Say you've got some regular code like this:

VS:
output.pos = mul(...);
output.texcoord = ...
PS:
float color = tex2D( input.texcoord );

The hardware will perform perspective correct interpolation of all your PS-inputs/VS-outputs.
It does this by:
1) At the end of the vertex shader, every interpolant is divided by w.
2) An extra hidden interpolant is created, which holds the value of 1/w.
3) At the start of the pixel shader, every interpolant is divided by the interpolated value of 1/w.

Thanks to the GPU doing this behind the scenes, you get results like in Image A here, otherwise if the GPU didn't do this, you'd get results like in Image B, which looks like PS1 games did...

If you want to disable perspective-correction and see the PS1-esque results for yourself, then at the end of your vertex shader, perform the perspective division yourself (which also sets w to 1, which disables the above 3 steps)

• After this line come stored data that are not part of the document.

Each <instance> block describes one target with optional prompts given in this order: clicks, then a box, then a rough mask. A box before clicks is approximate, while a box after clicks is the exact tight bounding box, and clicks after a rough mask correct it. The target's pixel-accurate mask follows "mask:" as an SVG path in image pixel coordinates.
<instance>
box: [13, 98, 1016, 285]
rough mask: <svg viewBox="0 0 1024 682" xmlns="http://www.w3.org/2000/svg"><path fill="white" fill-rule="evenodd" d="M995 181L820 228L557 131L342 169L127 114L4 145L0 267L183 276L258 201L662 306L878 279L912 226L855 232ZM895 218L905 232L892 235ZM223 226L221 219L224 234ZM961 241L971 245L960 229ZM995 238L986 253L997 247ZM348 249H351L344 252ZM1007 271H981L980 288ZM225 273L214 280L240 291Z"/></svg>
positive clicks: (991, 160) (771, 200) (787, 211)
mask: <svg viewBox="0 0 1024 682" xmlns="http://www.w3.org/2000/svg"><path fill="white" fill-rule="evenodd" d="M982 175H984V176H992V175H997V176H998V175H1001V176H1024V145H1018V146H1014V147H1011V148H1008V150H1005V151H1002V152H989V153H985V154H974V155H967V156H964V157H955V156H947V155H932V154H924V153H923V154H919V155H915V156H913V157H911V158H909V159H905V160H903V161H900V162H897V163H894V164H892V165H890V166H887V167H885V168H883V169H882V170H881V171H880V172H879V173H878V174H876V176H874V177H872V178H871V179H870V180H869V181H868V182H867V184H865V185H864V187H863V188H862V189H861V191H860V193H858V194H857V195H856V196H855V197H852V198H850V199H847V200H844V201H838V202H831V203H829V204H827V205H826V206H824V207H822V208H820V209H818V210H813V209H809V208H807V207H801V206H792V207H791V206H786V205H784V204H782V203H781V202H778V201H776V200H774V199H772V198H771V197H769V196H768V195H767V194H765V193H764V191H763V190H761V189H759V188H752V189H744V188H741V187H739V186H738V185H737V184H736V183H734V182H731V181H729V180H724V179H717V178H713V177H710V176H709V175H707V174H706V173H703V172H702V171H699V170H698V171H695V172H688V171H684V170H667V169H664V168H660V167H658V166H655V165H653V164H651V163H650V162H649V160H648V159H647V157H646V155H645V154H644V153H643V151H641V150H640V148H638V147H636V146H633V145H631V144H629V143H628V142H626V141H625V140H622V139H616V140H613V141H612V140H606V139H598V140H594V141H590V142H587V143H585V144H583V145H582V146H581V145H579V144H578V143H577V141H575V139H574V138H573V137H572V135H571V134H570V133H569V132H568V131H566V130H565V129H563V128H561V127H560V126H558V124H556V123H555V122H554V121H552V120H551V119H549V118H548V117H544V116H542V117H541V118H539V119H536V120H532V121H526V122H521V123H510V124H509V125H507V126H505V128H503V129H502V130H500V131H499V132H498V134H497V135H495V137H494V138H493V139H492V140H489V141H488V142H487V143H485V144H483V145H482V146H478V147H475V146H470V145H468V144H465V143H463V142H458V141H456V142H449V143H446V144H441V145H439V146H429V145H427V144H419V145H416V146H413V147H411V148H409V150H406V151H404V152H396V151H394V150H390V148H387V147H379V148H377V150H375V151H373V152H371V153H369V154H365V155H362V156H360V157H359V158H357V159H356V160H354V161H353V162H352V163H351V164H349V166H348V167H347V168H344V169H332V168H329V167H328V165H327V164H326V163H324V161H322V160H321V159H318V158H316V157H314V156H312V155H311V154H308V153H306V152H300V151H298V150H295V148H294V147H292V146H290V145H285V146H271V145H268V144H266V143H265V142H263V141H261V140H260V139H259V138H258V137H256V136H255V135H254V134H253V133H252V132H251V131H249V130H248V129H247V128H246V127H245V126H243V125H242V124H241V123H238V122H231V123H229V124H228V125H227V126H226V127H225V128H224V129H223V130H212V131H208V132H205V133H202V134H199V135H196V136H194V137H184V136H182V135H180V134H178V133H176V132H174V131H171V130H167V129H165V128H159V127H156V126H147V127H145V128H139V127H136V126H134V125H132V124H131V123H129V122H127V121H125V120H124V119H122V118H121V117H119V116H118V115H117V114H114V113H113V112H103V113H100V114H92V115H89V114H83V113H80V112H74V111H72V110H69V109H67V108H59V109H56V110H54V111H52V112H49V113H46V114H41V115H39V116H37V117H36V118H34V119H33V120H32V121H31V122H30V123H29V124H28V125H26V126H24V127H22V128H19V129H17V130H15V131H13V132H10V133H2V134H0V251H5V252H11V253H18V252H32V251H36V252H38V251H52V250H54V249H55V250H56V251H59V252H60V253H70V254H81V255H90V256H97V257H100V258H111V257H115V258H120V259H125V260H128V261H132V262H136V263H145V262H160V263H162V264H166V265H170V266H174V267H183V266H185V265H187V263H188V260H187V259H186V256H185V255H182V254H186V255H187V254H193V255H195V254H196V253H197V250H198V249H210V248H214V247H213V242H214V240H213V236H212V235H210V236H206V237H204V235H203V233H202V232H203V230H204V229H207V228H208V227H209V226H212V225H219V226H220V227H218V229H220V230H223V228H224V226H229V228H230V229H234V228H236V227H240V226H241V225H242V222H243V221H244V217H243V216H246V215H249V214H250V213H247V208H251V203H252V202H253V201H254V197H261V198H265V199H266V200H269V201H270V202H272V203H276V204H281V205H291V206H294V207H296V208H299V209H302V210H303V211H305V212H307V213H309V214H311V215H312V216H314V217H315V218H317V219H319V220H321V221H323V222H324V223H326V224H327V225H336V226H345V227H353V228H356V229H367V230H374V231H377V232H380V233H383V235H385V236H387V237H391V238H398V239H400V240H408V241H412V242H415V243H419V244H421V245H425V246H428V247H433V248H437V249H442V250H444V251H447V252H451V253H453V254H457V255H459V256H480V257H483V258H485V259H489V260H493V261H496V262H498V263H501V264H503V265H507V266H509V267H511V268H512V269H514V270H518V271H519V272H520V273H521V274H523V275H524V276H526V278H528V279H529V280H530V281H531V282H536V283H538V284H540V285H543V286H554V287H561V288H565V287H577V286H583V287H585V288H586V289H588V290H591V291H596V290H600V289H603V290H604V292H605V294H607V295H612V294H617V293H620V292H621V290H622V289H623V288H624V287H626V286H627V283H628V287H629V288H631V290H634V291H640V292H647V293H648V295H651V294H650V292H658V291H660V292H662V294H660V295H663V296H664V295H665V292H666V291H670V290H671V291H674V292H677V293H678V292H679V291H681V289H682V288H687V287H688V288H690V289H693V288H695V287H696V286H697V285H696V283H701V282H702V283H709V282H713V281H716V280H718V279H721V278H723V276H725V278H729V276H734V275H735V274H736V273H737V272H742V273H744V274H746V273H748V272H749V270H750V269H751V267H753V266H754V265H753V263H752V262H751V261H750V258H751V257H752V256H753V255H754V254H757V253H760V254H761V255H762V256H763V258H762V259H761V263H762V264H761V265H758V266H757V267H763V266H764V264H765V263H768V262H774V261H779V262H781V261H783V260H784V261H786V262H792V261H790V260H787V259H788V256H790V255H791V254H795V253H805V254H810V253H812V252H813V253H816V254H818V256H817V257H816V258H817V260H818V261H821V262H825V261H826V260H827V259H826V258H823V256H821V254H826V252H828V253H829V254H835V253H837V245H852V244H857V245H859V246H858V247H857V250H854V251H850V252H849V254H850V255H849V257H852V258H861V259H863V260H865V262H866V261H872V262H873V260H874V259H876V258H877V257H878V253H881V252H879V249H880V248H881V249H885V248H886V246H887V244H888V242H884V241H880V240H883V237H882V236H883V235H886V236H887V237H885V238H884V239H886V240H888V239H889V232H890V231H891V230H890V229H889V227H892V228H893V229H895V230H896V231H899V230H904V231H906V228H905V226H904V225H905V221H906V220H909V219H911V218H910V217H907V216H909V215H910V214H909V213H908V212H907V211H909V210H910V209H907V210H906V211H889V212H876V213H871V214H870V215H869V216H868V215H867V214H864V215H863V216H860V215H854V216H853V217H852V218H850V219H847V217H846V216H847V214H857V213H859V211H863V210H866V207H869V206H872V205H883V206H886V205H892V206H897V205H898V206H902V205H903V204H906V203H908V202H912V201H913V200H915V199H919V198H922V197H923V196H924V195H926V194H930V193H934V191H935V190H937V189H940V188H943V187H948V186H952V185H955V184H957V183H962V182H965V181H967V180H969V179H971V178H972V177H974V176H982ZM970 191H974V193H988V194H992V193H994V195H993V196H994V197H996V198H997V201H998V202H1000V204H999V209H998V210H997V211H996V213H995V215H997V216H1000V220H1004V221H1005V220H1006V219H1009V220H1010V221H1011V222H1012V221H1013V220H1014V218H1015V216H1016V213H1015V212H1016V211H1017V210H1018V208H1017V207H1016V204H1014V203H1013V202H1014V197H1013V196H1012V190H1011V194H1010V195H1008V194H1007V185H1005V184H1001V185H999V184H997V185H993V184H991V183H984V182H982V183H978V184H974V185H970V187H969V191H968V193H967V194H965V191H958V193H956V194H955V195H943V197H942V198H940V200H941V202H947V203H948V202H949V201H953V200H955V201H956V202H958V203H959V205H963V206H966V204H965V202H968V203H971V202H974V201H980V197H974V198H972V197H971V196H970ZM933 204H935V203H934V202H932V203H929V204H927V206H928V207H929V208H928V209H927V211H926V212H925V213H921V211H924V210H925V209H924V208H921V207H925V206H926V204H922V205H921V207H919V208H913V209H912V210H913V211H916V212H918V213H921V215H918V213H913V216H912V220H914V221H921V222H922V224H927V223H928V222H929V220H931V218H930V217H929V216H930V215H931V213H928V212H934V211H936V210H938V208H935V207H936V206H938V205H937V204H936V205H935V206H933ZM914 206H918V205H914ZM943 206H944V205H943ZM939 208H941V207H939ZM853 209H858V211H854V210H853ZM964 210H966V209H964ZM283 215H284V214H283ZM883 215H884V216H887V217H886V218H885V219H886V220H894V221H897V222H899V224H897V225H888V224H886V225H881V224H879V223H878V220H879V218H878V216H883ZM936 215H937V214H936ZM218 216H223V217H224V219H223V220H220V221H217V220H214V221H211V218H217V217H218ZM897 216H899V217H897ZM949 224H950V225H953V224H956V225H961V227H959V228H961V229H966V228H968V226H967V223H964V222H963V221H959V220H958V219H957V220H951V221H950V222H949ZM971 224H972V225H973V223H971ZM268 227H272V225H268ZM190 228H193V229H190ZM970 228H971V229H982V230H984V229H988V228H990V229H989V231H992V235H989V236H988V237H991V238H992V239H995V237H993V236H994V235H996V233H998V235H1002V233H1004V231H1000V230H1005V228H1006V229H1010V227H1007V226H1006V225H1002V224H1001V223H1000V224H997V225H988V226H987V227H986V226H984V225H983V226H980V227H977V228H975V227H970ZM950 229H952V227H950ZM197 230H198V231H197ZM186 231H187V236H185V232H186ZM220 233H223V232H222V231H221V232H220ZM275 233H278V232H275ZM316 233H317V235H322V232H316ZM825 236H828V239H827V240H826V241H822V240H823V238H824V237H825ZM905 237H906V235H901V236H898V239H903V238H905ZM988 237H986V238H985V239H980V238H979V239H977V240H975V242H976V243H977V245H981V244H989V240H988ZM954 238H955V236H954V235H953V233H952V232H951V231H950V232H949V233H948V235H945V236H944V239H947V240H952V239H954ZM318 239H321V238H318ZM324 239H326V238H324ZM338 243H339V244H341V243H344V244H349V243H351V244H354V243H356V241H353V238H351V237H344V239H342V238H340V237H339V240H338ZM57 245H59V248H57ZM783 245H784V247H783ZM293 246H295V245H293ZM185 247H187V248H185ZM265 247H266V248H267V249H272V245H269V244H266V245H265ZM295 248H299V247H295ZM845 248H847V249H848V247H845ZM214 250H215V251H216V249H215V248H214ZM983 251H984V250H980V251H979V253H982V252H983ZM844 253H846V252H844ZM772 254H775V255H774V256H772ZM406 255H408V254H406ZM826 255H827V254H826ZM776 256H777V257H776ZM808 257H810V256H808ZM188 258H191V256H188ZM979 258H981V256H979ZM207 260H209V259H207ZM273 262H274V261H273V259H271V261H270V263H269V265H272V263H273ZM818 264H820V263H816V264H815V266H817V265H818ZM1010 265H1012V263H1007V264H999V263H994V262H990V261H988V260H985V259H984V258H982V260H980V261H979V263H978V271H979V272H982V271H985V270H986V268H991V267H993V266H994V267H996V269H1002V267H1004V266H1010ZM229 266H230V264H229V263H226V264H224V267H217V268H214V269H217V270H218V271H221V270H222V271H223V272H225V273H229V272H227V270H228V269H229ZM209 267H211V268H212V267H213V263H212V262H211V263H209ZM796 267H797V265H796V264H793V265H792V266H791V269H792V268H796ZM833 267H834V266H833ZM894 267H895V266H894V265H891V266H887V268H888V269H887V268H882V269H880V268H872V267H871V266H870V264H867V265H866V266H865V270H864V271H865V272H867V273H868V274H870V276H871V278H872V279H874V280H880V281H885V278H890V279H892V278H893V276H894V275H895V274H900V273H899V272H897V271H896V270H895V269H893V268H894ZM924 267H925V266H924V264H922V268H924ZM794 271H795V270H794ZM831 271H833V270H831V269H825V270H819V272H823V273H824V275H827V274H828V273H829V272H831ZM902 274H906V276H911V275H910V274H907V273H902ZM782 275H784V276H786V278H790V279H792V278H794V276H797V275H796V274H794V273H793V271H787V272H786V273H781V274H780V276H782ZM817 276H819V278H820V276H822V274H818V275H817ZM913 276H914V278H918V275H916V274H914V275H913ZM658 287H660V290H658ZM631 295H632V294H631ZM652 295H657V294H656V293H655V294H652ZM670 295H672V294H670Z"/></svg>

output.position /= output.position.w;//disable hardware perspective correction

If you want to verify that the above 3 steps are what actually happens, then create the hidden "1/w" interpolant yourself and use it in the PS:

VS:
output.texcoord /= output.position.w; // step 1
output.hidden = 1/output.position.w; // step 2
output.position /= output.position.w;//disable hardware perspective correction
PS:
input.texcood /= input.hidden; // step 3

This code should give you the same results as the regular, built-in hardware version... except that doing "output.position /= output.position.w" in the VS can cause the GPU to cause some clipping problems, etc...

However, none of this is necessary. Just use a depth-stencil target instead of a colour target, and don't do anything special to output depth besides just rasterizing triangles as usual and have the hardware write them to the depth buffer.

^This is worth repeating though. If you simply want to output z/w to a texture, then use a depth-stencil target and just let the rasterizer do it all automatically.

Thanks to your reply, Actually I know what hardware rasterizer does. I implement a software D3D10 like rasterizer before.

I post this topic just to verify what it the right way to output the non-linear z/w depth if not use depth-stencil target. Shader Version 1 or Version 2 ? Because so many shader online use version 1 while others use version 2.

PS: we can also use type qualifier to control the interpolation method, See Interpolation Modifier in HLSL.

I post this topic just to verify what it the right way to output the non-linear z/w depth if not use depth-stencil target. Shader Version 1 or Version 2 ? Because so many shader online use version 1 while others use version 2.

PS: we can also use type qualifier to control the interpolation method, See Interpolation Modifier in HLSL.

Shader model 1 doesn't even have pixel shaders If you're using D3D11, then you'll be using SM 2, 4 or 5 (depending if you use the 9, 10 or 11 feature level). Perspective correct interpolation works the same in every shader model, except that in 4/5 you can use the modifiers that you mention.

In SM 2/3, without these modifiers, I guess that if you want to get per-pixel interpolated(z)/interpolated(w), you'd output z*w and w in the vertex shader:

VS output:
pos = float4(x,y,z,w);
o   = float2(z*w, w);
 
Interpolator performs per pixel:
o.x = interpolate(z*w/w)/interpolate(1/w) == interpolate(z)/interpolate(1/w)
o.y = interpolate(w/w)/interpolate(1/w) == 1/interpolate(1/w)
 
Ps code:
float depthBuf = o.x / o.y / o.y;
// depthBuf == interpolate(z)/interpolate(1/w) / (1/interpolate(1/w)) / (1/interpolate(1/w))
// depthBuf == interpolate(z)/interpolate(1/w) * interpolate(1/w) * interpolate(1/w)
// depthBuf == interpolate(z) * interpolate(1/w)

This is confusing though, I might have made a mistake

Why not just use a depth buffer?

Yeah, instead of output a non-linear depth buffer, I can use the system back depth buffer directly. I just want to know why the version 1 shader is wrong.

I have found that divide w in vertex shader is a wrong way. because w may less than 0. So the version 2 is right.